覘き小平次

覘き小平次 (C・NOVELS BIBLIOTHEQUE)

京極夏彦著の「覘き小平次」を読みました。山本周五郎賞受賞作だそうです。

多分、系列としては「嗤う伊右衛門」と同じ怪談シリーズ(っていうのかな?)だと思うんだけど。「伊右衛門」は、かろうじて目の上が腫れてるお岩さんっていう幽霊の話でしょうー?っていう程度に知ってたけど(この認識もどうかとは思うけどね。)「小平次」の怪談は全然知らなくて、純粋に京極の作った世界に入り込んで読みました。

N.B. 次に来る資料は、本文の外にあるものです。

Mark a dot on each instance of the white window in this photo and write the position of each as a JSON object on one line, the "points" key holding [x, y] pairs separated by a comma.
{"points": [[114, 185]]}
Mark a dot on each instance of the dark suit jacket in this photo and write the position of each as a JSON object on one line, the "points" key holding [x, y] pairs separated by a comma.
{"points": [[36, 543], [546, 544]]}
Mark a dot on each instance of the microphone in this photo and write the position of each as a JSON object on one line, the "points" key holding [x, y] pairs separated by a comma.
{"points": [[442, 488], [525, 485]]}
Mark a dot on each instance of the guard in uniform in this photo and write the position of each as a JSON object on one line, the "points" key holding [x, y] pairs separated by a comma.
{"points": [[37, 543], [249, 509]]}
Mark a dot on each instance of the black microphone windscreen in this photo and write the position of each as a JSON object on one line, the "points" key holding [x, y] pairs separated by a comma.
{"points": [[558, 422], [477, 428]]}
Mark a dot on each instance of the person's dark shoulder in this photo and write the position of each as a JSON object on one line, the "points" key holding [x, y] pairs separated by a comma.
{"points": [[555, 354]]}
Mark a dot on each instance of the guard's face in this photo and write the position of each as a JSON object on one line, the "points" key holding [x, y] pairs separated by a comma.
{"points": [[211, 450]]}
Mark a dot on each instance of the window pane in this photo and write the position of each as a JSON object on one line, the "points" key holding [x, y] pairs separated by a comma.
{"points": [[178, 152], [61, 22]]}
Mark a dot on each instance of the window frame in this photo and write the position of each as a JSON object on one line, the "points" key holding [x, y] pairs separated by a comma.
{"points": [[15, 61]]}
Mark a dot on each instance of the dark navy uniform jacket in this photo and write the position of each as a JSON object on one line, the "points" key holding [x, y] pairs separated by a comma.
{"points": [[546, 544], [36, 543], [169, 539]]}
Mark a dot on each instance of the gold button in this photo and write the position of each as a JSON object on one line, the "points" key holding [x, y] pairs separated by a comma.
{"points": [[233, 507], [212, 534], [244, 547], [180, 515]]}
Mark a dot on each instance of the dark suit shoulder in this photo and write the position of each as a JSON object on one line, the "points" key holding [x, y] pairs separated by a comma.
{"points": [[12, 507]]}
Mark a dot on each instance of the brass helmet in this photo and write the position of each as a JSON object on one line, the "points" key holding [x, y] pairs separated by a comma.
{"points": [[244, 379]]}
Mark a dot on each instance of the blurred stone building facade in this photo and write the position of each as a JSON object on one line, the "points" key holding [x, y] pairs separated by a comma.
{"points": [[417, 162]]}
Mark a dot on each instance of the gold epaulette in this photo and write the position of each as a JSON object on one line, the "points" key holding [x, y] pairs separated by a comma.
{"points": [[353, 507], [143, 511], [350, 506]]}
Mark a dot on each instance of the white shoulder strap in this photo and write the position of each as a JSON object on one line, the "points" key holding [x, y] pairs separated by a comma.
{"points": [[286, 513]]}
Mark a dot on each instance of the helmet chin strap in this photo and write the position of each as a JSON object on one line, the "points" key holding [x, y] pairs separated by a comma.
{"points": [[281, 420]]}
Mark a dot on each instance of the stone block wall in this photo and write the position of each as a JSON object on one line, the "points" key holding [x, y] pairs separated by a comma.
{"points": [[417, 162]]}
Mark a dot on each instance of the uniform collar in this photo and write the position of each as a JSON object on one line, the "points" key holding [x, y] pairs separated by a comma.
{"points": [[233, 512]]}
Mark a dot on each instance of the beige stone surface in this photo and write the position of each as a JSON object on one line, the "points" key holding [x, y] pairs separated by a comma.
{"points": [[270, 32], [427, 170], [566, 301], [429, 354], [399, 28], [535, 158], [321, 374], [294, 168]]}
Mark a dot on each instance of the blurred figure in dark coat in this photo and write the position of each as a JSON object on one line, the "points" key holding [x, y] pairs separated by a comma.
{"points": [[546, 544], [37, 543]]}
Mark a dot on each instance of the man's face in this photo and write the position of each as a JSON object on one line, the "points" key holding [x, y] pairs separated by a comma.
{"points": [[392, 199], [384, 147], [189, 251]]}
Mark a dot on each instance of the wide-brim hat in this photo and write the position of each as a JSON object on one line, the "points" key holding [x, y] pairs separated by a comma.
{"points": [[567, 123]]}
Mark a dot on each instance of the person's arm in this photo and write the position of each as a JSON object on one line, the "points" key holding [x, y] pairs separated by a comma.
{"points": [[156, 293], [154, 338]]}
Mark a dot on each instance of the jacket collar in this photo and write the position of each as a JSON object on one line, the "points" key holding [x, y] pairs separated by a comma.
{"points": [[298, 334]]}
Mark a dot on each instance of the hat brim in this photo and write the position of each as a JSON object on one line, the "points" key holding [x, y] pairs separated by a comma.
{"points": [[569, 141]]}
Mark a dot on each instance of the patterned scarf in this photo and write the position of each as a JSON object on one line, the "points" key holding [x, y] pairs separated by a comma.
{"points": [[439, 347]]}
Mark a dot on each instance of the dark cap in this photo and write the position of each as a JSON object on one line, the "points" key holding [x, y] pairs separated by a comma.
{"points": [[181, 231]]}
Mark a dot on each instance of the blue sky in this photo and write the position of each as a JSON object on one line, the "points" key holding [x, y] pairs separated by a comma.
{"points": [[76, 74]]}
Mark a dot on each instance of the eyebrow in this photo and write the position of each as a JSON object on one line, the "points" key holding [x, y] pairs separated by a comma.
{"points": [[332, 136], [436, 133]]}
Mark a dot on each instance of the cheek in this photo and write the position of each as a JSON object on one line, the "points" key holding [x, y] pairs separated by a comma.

一言で言うと、お塚と小平次が羨ましい。お互いがお互いを必要としてるなんて口が裂けても言えない間柄なのに、一緒にいるのが自然で。顔を会わせれば腹が立つのに、同居することを選んでる−−−その関係が羨ましい。


小平次が、周りの人間を腹立たしく思わせたり、恐ろしく思わせたりするのは、空っぽだから。空っぽだから、小平次に向きあった人間の中身がもろ見えちゃって、人によってはどうしようもなく苛々したり、後ろめたいことした奴は恐ろしくなったりするんだよね。
でも、小平次は本当に中身の無い人間なんじゃなくて、わざと中身の無い(というよりも希薄な)人間になろうとしてる。そこがいい、と思った。本当はいろいろな思いをもって然るべき人間が自分を薄めよう薄めようとしてて、それが成功しちゃうのは凄いよな。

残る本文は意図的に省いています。